"Museum Hours", Jem Cohen (Locarno 2012-6)

Un second texte de Gilles Fumey, sur Museum Hours, présenté dans la Compétition internationale à Locarno et maintenant en route pour le festival de Toronto.

Locarno est un festival où l’on apprend à redécouvrir les lieux. Car tout espace filmé du monde est passé au filtre d’un projet cinématographique qui le révèle. Cette « écriture du mouvement », Jem Cohen l’a mise à l’épreuve d’un lieu confiné où, justement, le mouvement est si rare qu’il redéfinit, pour peu qu’on s’y attarde, la fonction des objets qu’il contient. En posant sa caméra au Kunsthistorisches Museum de Vienne, il revient sur la fonction médiumnique des tableaux aujourd’hui à travers la vie de Johann (un étonnant Bobby Sommer), gardien à l’étage des peintures européennes et, notamment flamandes. Le titre du film conduirait à penser que c’est  le temps qui hante Jem Cohen. En fait, Museum hours est bien un film sur l’image.

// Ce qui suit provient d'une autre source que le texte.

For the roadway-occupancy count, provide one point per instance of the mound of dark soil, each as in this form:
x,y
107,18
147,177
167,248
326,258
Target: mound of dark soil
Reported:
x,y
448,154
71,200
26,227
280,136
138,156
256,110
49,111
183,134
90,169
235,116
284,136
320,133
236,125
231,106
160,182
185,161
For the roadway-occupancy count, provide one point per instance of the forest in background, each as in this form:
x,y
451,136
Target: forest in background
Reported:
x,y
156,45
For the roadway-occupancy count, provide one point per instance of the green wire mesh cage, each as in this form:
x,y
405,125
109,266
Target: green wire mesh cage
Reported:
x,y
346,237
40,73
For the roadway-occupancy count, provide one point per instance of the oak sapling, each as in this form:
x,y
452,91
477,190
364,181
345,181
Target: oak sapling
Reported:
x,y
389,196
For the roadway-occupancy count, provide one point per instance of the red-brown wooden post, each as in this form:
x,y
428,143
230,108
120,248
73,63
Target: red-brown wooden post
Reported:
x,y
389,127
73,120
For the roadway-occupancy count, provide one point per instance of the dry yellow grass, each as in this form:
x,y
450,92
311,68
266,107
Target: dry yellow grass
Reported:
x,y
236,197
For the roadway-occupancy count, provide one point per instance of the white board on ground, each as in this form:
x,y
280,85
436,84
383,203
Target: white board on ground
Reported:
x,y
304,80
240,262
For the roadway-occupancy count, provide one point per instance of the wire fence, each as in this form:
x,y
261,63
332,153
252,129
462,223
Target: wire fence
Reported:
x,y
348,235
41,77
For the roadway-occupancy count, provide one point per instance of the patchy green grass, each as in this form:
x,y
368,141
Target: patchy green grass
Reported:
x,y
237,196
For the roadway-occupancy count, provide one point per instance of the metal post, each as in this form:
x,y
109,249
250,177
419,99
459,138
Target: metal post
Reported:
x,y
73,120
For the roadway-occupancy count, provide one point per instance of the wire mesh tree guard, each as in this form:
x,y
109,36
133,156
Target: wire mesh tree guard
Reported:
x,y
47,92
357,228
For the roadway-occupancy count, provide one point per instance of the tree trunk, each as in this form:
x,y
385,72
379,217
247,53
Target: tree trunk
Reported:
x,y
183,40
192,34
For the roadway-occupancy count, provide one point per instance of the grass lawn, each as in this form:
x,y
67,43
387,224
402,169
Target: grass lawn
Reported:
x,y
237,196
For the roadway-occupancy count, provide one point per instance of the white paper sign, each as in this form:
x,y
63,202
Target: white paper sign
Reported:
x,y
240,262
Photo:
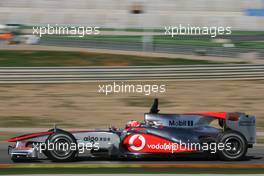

Est-ce parce que notre époque « dématérialise » les images qu’on en vient à se demander à quoi servent les tableaux conservés pieusement dans ces temples muséaux ? Est-il derrière nous le temps où l’on distrayait les badauds comme le racontait Zola dans L’Assommoir quand le Louvre permit à une noce d’attendre la fin d’une averse ou sommes-nous dans cette même posture aujourd’hui que les images se veulent distrayantes ? Suivra-t-on Johann lorsqu’il raconte le contact entre les visiteurs et les tableaux, notamment ces bandes d’adolescents qui ricanent et grimacent devant les méduses ou les têtes coupées au temps du Caravage ? Les musées servent-ils vraiment à soustraire les toiles aux marchés et leurs opérations spéculatives, comme Johann le prétend ?

Pour répondre à ces questions et mille autres, Jem Cohen introduit dans l’univers confiné et répétitif de Johann, une visiteuse montréalaise, la sublime chanteuse Mary Margaret O’Hara, liant ainsi la vie du gardien à celle de la ville de Vienne qu’ils vont parcourir ensemble comme le couple atypique de Before Sunrise de Richard Linklater. En interrogeant les peintures de Bruegel par les paysages d’hiver hors du musée, les portraits de Rembrandt, les femmes bien en chair de Rubens, les momies et les chats égyptiens à l’annonce d’un décès dans l’intrigue, il replace l’œuvre d’art là où elle est, le temps du film. Dans la vie du plus humble des serviteurs de l’art : le gardien. En devisant sur la modernité de Bruegel, Johann offre à Anne de relire le monde comme une étrangeté et un étonnement dont les tableaux sont l’aboutissement.

On prendrait pour une foucade la dédicace de Jem Cohen au song writer Vic Chesnutt s’il n’était pas là, dans l’écho des chansons d’Anne, cette forme de quatrième dimension restituant le dialogue produit par ces toiles qui se parlent l’une à l’autre dans les musées et hors d’eux avec le monde réel. Il manie aussi un humour discret, cette intelligence ou ces rêveries légèrement déjantées sur les métaux lourds et le capitalisme. Ces instantanés produits par une caméra inspirée qui fouille l’espace et les rend à l’art par la grâce d’un film sont la promesse d’un nouveau bonheur toujours renouvelé à découvrir le monde.